I can't speak for medication and therapy, In my own experience I found therapy mostly expensive waste, but I know others who've been on medication and they've said it helped.

Similarly, childish "no movie tonight because I didn't finish this paper first" works. I find with this kind of bargaining that I do with myself, I end up enjoying the rewards more because I worked to balance them in my mind.

I've tried similar things to this, but I either do something else I want to do that isn't part of the rule, literally forget my own rule and break it by mistake, or just break my own rule intentionally (and then feel really bad about it afterwards)

look at your lifestyle and see what small habits you can build up to help you cultivate a sense of ownership and responsibility. Judging from your post there's a bunch of stuff you don't feel responsible for, both in your own life and that of others, and so naturally you are letting it slack.

This is interesting. Maybe it can explain why I manage to go to work but not go to class? When I don't go to work, it's just a few people that work per shift, so I know it would be a huge hassle for the manager to call someone in, or if no one can come in, everyone else would just have to work harder to cover for me being gone.

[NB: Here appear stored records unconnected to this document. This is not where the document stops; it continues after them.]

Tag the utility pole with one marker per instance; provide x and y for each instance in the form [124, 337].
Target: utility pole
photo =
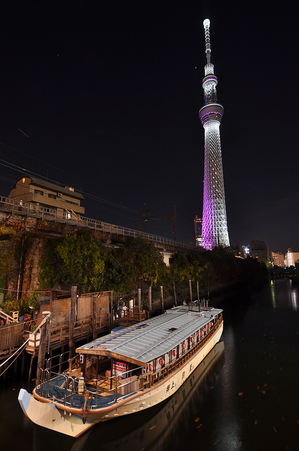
[146, 216]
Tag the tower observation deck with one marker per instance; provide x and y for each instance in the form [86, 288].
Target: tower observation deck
[214, 221]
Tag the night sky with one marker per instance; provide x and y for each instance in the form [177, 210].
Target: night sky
[104, 96]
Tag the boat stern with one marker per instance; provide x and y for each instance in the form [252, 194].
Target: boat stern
[46, 414]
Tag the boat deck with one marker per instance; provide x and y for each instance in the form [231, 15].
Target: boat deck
[64, 391]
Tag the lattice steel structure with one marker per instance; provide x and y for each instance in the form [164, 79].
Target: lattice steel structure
[214, 221]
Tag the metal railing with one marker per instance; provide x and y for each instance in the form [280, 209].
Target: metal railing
[19, 207]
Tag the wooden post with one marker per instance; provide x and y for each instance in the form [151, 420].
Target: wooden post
[162, 299]
[94, 318]
[150, 299]
[72, 322]
[190, 290]
[41, 352]
[139, 302]
[111, 309]
[174, 294]
[30, 368]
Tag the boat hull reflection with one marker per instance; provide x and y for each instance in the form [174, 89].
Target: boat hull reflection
[145, 429]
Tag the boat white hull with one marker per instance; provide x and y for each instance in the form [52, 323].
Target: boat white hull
[48, 415]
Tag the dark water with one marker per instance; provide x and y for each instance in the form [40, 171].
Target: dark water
[247, 398]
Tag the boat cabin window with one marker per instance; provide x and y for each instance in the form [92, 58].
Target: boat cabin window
[96, 367]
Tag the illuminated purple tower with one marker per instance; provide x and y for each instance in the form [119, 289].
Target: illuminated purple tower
[214, 222]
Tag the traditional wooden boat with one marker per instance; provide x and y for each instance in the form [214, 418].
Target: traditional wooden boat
[124, 372]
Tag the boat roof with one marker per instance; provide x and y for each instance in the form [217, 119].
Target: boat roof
[152, 338]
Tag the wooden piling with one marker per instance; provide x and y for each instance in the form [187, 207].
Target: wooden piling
[174, 294]
[190, 290]
[139, 300]
[162, 299]
[94, 318]
[72, 321]
[150, 299]
[41, 352]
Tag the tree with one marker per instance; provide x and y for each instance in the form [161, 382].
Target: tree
[73, 260]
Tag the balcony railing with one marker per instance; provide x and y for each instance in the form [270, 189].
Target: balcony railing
[19, 207]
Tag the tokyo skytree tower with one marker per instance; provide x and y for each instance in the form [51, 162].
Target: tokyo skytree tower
[214, 222]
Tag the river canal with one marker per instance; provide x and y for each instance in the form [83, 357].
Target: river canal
[246, 397]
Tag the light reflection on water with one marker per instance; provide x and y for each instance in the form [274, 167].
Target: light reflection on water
[249, 401]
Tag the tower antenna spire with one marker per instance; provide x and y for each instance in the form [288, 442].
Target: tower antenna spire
[206, 25]
[214, 221]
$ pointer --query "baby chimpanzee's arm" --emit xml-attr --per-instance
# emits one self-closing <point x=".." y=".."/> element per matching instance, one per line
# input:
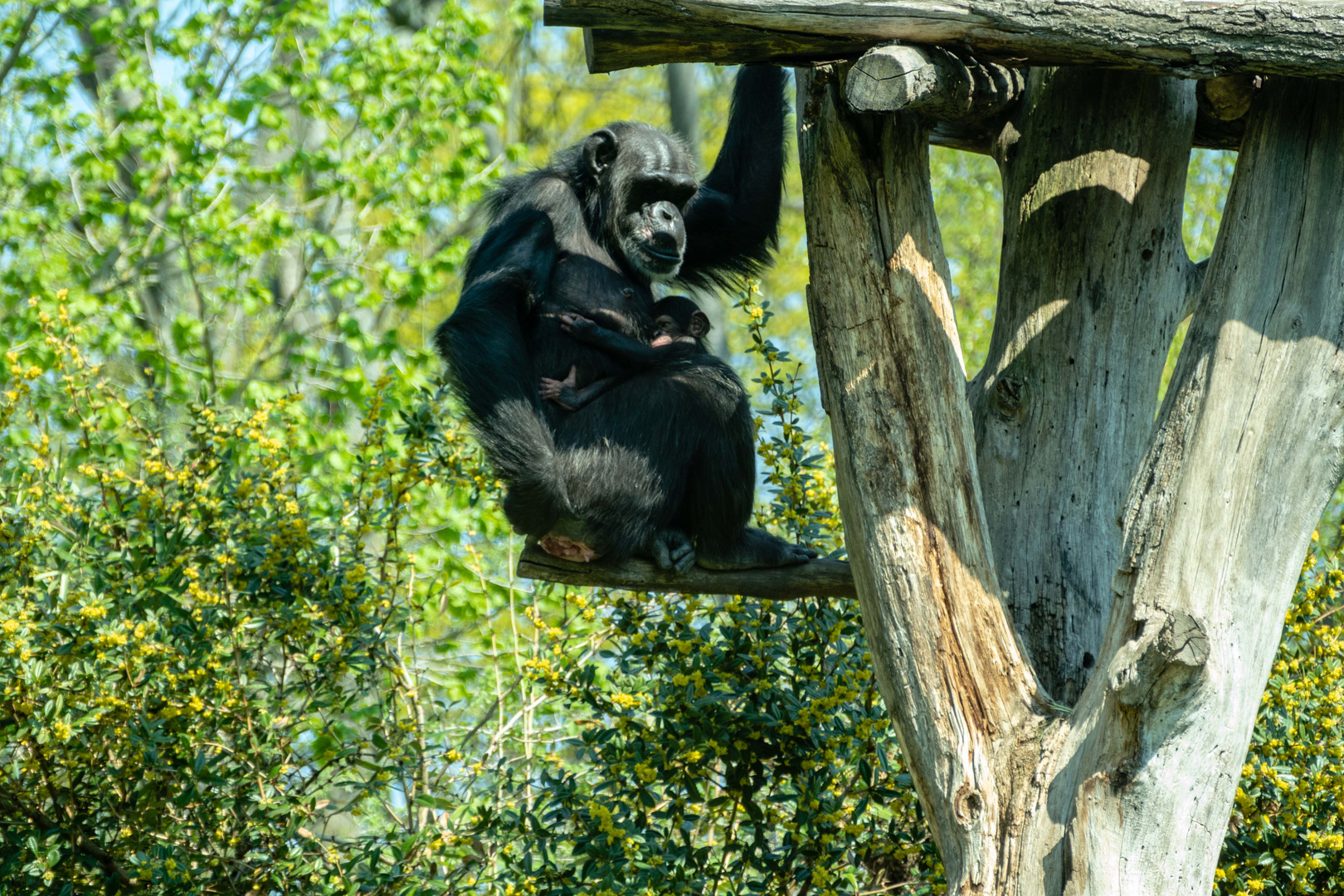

So, I feel responsible for all the extra work I'm putting on them. However, when I miss class, especially big lectures, I am able to slip through the cracks. No one really cares one way or the other if I show up or not. This also might explain why with some classes, it takes longer for me to stop going. With those classes, I usually made acquaintances with someone in the class, or I participated in class with the professor a lot in a small, discussion type class. A lot of those classes I still end up not showing up to eventually, but some of them I managed to actually pass. I need to think about how this fits other situations in my life

I have to say though, if this is correct, the solution is scary to me because it is basically "be more intertwined and interdependent with other people" which seems opposite to my goal of independence.

The latter is a good point, but nobody is really truly independent in the modern age. You use a product built off the back of hundreds of people and over a dozen different suppliers with their own unique supply chains to access the internet.

Instead of obsessing over how reliant you are on others, try becoming someone others are dependent on. Your whole mindset changes once you realize you've become that someone. I can't recommend climbing that tree too high, as it's awful for stress, but great for many things, not least of which is money.